2025年01月19日 京成杯 G3
優勝馬:ニシノエージェント
プロフィール
- 生年月日
- 2022年03月04日 03歳
- 性別/毛色
- 牡/黒鹿毛
- 戦績
- 国内:5戦2勝
- 総収得賞金
- 52,127,000円
- 父
- イスラボニータ
- 母 (母父)
- ビクトリアスマイル by ノヴェリスト(IRE)
- 馬主
- 西山 茂行
- 生産者
- カミイスタット (新冠)
- 調教師
- 千葉 直人
- 騎手
- 津村 明秀
皐月賞(G1)と同じ舞台で争われる重要な前哨戦「第65回京成杯(G3)」は1月19日に小雨降る中山競馬場で行われ、道中は後方でしっかりと脚を溜めた津村明秀騎手騎乗の11番人気ニシノエージェントが、最後の直線で前を行く2頭をゴール前で交わして快勝。デビュー5戦目、初の重賞挑戦でビッグタイトルを手中にした。管理する千葉直人調教師は4度目のJRA重賞挑戦で、これが嬉しい初勝利。津村明秀騎手にとっては昨年のヴィクトリアマイル(G1)(優勝馬テンハッピーローズ)に続く重賞勝利で通算19勝目となった。
ニシノエージェントの生まれ故郷は新冠町のカミイスタット。1942年に現在代表を務める上井武光さんの父、義太郎さんによって創業。現在は上井武光代表とそのご家族ほかスタッフ3人とパート1人で「1頭々々にしっかりと手をかける」という方針のもと約20頭の繁殖牝馬、当歳馬、1歳馬を管理している。

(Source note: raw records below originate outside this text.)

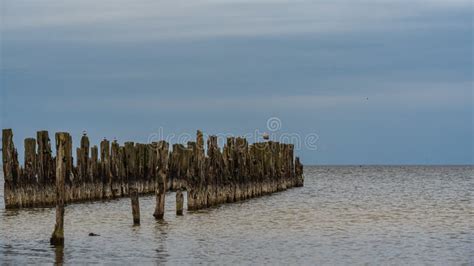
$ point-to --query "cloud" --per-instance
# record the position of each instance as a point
(144, 20)
(381, 97)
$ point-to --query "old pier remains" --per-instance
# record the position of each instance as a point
(210, 176)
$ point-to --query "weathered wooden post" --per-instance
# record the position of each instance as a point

生産馬によるJRA重賞勝利は2023年の京都ハイジャンプ(JG2)(優勝馬ダイシンクローバー)に続くもの。平地重賞では2013年のフェアリーS(G3)(同クラウンロゼ)以来の重賞勝利となった。
この日、上井武光代表は牧場事務所のテレビで、普段は苦楽を共にするスタッフとレースを観戦していたそうだ。「ダイシンクローバーが頑張ってくれていますが、平地重賞は昨年夏の小倉記念(G3)(ヴェローナシチー)以来のこと。幸い、前走で勝たせてもらいましたが今回は相手も強くなって、人気もありませんでしたのでとにかく無事に。調教でも良い動きをしていたそうなので、先々につながるようなレースをして掲示板に載ってくれたら嬉しいなという思いでした。もちろん、応援に行きたいという気持ちもありましたが、この時期は出産を控えた繁殖牝馬がたくさんおりますので」と少々照れたように話してくれた。
レースでは、ややあおり気味のスタートから後方待機。4角手前から馬群を縫うように進出した。
「道中の手応えも良く、4角を回ってからの脚色が良かったので、これは…」という生産者の期待に応えるように一完歩毎に前を行く馬との差を詰め、そして嬉しい先頭ゴールイン。「最後の直線はスタッフと大盛り上がりでした。厩舎の方々がしっかりと仕上げてくれて、そしてジョッキーが馬の力を引き出してくれました」と笑顔で感謝の言葉を重ねた。
ニシノエージェントの母ビクトリアスマイルは2021年に(株)ジェイエス主催繁殖馬セールで上井武光さんが購入した。その時に受胎していたのが、のちのニシノエージェントだ。
「桜花賞馬マルセリーナや、ヒートオンビート、グランデッツァ、ラストドラフトなどが名を連ねる血統に魅力を感じ、実際に見た馬体も良かったのでせりに参加しました。予算内で買うことが出来て良かったです。ラッキーでした」とまた笑顔。
生まれた仔は「骨格もしっかりしていて、馬格にも恵まれていました。手のかからない性格で、ここでお話しできることがないくらい順調に育ってくれた馬でした」。すぐに西山オーナーの代理人の目に留まり「当場にいたのは当歳の秋までです。京成杯(G3)というタイトルももちろん嬉しいですが、この勝利で皐月賞(G1)、日本ダービー(G1)に向かうことができるのが嬉しい。これまで牝馬のクラシックや菊花賞(G1)は出走経験がありますが、もし仮にこのまま無事に出走できれば、それは牧場にとって初めての事なのです。丈夫に育ててくれた中期育成の牧場、西山牧場の方々のおかげです」と声を弾ませた。
「出走が叶ったなら、ぜひ応援に行きたいと考えています。そのためにもまずは無事に。そして出走できたなら、悔いがないようなレースをして欲しい」と期待に胸を膨らませている。